Make sure you check out their work, you will not be disappointed: uncivilreligion.org



Guests Bio:
Michael J. Altman is Associate Professor in the Department of Religious Studies at the University of Alabama and Project Director of Uncivil Religion.

Michael J. Altman received his Ph.D. in American Religious Cultures from Emory University. His areas of interest are American religious history, colonialism, theory and method in the study of religion, and Asian religions in American culture. Trained in the field of American religious cultures, he is interested in the ways religion is constructed through difference, conflict, and contact.

Jerome Copulsky is a consulting scholar at the National Museum of American History’s Center for the Understanding of Religion in American History and Project Director of Uncivil Religion.
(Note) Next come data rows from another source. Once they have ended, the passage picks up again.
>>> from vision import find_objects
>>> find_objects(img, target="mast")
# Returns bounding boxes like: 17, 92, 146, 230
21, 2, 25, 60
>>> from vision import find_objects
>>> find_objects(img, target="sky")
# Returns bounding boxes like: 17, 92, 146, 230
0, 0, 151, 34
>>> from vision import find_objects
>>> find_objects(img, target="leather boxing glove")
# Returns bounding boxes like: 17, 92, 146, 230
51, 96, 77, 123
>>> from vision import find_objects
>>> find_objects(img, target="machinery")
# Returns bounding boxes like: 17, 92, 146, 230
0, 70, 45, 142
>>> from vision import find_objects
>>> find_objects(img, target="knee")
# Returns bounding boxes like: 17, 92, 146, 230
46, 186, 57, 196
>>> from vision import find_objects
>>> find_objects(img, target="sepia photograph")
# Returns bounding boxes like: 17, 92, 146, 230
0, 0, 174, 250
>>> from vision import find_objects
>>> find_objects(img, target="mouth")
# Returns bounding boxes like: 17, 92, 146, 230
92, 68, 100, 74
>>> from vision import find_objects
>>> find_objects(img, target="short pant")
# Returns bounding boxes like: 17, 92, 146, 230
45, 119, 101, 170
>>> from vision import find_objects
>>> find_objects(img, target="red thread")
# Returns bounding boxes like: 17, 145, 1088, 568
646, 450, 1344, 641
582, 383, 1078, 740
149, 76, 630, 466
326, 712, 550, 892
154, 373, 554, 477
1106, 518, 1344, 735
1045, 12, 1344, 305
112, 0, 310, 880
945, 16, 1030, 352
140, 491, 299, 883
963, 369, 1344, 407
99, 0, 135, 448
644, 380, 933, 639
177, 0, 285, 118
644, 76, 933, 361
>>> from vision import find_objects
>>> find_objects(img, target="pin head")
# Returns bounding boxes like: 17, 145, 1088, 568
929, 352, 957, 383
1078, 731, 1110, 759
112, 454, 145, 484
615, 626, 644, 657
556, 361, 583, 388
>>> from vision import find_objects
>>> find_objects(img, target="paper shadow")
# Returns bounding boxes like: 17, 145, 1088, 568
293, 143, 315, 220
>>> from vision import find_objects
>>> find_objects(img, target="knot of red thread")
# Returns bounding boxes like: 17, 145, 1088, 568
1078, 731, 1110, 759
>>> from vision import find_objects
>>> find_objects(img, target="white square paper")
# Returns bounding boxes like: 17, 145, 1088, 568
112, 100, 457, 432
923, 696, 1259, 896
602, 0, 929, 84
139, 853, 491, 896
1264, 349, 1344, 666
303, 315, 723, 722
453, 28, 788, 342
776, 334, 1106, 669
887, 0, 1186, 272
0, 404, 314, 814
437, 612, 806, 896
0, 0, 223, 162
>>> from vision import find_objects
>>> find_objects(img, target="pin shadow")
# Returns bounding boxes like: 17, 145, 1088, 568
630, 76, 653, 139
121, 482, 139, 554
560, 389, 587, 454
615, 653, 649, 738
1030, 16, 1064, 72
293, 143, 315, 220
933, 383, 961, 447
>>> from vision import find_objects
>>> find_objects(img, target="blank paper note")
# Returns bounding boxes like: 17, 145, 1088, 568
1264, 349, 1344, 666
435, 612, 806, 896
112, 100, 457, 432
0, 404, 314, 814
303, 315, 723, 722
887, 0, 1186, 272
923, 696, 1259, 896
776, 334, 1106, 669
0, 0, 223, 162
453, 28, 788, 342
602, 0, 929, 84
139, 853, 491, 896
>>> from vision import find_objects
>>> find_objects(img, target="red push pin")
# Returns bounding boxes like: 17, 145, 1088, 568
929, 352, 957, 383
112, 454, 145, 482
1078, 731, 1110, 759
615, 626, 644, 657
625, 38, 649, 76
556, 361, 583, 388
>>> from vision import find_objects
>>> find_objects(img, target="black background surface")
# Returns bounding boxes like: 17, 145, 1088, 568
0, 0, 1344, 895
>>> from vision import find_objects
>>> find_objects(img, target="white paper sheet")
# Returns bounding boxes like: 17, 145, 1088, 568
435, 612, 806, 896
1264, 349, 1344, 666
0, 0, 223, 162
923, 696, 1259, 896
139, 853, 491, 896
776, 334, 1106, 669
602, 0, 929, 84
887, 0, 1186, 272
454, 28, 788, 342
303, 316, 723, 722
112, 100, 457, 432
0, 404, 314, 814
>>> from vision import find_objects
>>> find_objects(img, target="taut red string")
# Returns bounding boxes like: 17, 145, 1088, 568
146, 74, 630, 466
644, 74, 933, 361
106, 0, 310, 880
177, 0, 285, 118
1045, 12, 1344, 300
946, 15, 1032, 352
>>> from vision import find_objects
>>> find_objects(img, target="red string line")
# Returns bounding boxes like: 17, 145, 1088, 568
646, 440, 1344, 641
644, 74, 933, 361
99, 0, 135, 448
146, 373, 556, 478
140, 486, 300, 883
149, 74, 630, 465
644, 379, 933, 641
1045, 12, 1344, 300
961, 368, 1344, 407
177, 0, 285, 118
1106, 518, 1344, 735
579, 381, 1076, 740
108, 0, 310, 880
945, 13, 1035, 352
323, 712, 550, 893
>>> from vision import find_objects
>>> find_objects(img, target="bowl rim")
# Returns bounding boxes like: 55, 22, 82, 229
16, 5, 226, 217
Jerome Copulsky, a scholar in residence at American University and a Berkley Center research fellow, specializes in modern Western religious thought, political theory, and church/state issues. He is currently working on a project on American civil religion and its discontents. From 2016 to 2017, he was the American Academy of Religion/Luce Fellow and senior advisor at the U.S. Department of State's Office of Religion and Global Affairs. He previously directed the Judaic Studies programs at Goucher College and Virginia Tech, and also taught at the University of Massachusetts (Amherst) and Indiana University. His scholarly work has been published in the Journal of the American Academy of Religion, the Journal of Religion, Political Theology, and Perspectives on Political Science, with essays in Political Theology for a Plural Age (2013) and Judaism, Liberalism, and Political Theology (2013).